Menurut Prasetyo, pemerintah masih dalam proses penghitungan ulang bersama Kementerian Keuangan dan Badan Gizi Nasional (BGN). Tujuannya adalah untuk mendapatkan estimasi anggaran yang lebih akurat setelah proses penataan program selesai dilaksanakan.

“Makanya kami minta waktu untuk juga menghitung dengan Kementerian Keuangan maupun dengan BGN,” ujarnya.

“Jadi dari proses penataan nanti akan akan bisa kita hitung dengan lebih cermat sesungguhnya anggaran yang dibutuhkan untuk program makan bergizi ini totalnya menjadi berapa,” lanjutnya.

Ketika ditanya apakah evaluasi ini juga mencakup insentif operasional yang diterima oleh dapur MBG, Prasetyo memastikan bahwa seluruh komponen biaya akan masuk dalam perhitungan ulang.

“Semua, semua, semua,” katanya.

Langkah evaluasi ini dilakukan setelah pemerintah sebelumnya telah memangkas pagu anggaran MBG menjadi Rp268 triliun dari alokasi awal sebesar Rp335 triliun. Penyesuaian tersebut merupakan tindak lanjut dari arahan Presiden Prabowo Subianto agar pelaksanaan program dapat berjalan lebih efektif dan efisien.
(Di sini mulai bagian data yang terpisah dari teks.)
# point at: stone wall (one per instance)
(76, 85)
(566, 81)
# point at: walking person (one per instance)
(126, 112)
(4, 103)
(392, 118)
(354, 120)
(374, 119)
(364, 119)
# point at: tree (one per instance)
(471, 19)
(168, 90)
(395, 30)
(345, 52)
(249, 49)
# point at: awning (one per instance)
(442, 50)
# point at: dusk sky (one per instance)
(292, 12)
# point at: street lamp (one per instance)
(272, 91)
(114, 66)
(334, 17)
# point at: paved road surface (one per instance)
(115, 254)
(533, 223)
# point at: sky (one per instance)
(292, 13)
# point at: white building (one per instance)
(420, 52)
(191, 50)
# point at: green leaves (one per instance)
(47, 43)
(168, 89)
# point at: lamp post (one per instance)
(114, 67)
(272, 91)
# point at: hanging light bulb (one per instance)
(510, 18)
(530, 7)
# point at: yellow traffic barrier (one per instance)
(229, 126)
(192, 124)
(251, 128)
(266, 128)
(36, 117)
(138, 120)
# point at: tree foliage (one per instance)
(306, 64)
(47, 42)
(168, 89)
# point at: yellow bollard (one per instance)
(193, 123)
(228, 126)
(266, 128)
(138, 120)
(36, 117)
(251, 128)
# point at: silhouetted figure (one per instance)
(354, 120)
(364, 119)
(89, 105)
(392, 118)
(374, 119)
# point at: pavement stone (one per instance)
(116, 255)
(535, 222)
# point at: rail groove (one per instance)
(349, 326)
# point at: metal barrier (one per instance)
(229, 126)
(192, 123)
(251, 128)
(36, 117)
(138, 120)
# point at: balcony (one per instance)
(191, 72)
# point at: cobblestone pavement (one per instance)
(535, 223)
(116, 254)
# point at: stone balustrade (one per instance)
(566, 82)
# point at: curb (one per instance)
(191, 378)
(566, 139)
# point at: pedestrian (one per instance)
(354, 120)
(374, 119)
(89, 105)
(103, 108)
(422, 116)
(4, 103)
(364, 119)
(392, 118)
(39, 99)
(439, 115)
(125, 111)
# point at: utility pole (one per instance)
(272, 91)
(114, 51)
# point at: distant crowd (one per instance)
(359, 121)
Menteri Keuangan Purbaya Yudhi Sadewa sebelumnya telah menyampaikan bahwa pemerintah masih membuka peluang untuk melakukan penghematan lebih lanjut dalam program yang menjadi salah satu prioritas utama pemerintahan Prabowo tersebut.
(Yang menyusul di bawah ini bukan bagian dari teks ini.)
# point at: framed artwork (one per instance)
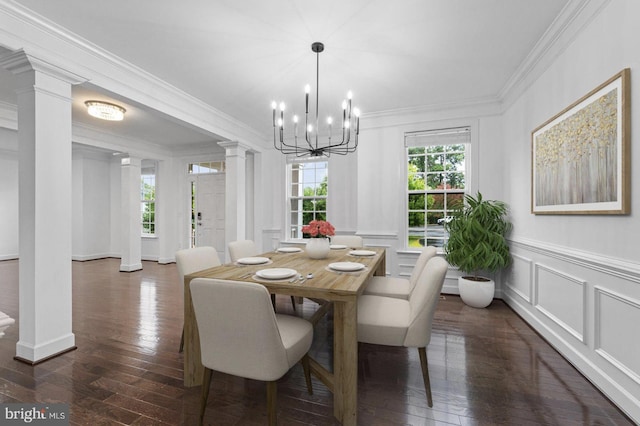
(580, 157)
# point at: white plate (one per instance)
(289, 249)
(362, 253)
(252, 260)
(346, 266)
(276, 273)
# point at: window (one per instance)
(207, 167)
(148, 201)
(436, 182)
(307, 194)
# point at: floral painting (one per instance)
(579, 158)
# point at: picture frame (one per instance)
(580, 158)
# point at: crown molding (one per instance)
(24, 29)
(573, 18)
(8, 116)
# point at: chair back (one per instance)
(238, 330)
(242, 248)
(348, 240)
(423, 301)
(196, 259)
(427, 253)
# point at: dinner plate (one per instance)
(346, 266)
(289, 249)
(252, 260)
(362, 253)
(276, 273)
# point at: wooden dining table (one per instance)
(331, 288)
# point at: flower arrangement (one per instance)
(319, 229)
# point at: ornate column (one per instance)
(44, 152)
(235, 191)
(131, 222)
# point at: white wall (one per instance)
(8, 194)
(576, 279)
(91, 220)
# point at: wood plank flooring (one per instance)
(487, 366)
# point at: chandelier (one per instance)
(311, 146)
(105, 110)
Di tengah proses evaluasi yang sedang berjalan, pemerintah menargetkan penataan ulang tata kelola MBG dapat diselesaikan dalam kurun waktu sekitar satu bulan.

“Kita target awal satu bulan ini harus harus sudah selesai. Tapi tentunya kan semua ada dinamikanya ya,” ujar Prasetyo.

Meskipun demikian, pemerintah menekankan bahwa proses pembenahan ini tidak boleh sampai mengganggu layanan yang sudah berjalan. Program yang telah beroperasi harus tetap melayani para penerima manfaat sambil menjalani perbaikan tata kelola secara bertahap.

“Makanya yang pertama tentu tadi kita tekankan adalah yang sudah berjalan tetap berjalan, tidak boleh ada gangguan,” katanya.

Prasetyo menambahkan, evaluasi juga dilakukan terhadap unit-unit yang selama ini dinilai telah berjalan dengan baik. Menurutnya, pengawasan yang berkelanjutan tetap diperlukan untuk memastikan kualitas layanan tidak mengalami penurunan.

“Dan di situ pun juga catatan-catatan perbaikan itu terus tetap harus dilakukan. Yang sudah baik pun juga harus ada pengawasan supaya kualitasnya bisa terjaga. Kita tidak ingin ada penurunan,” ujarnya.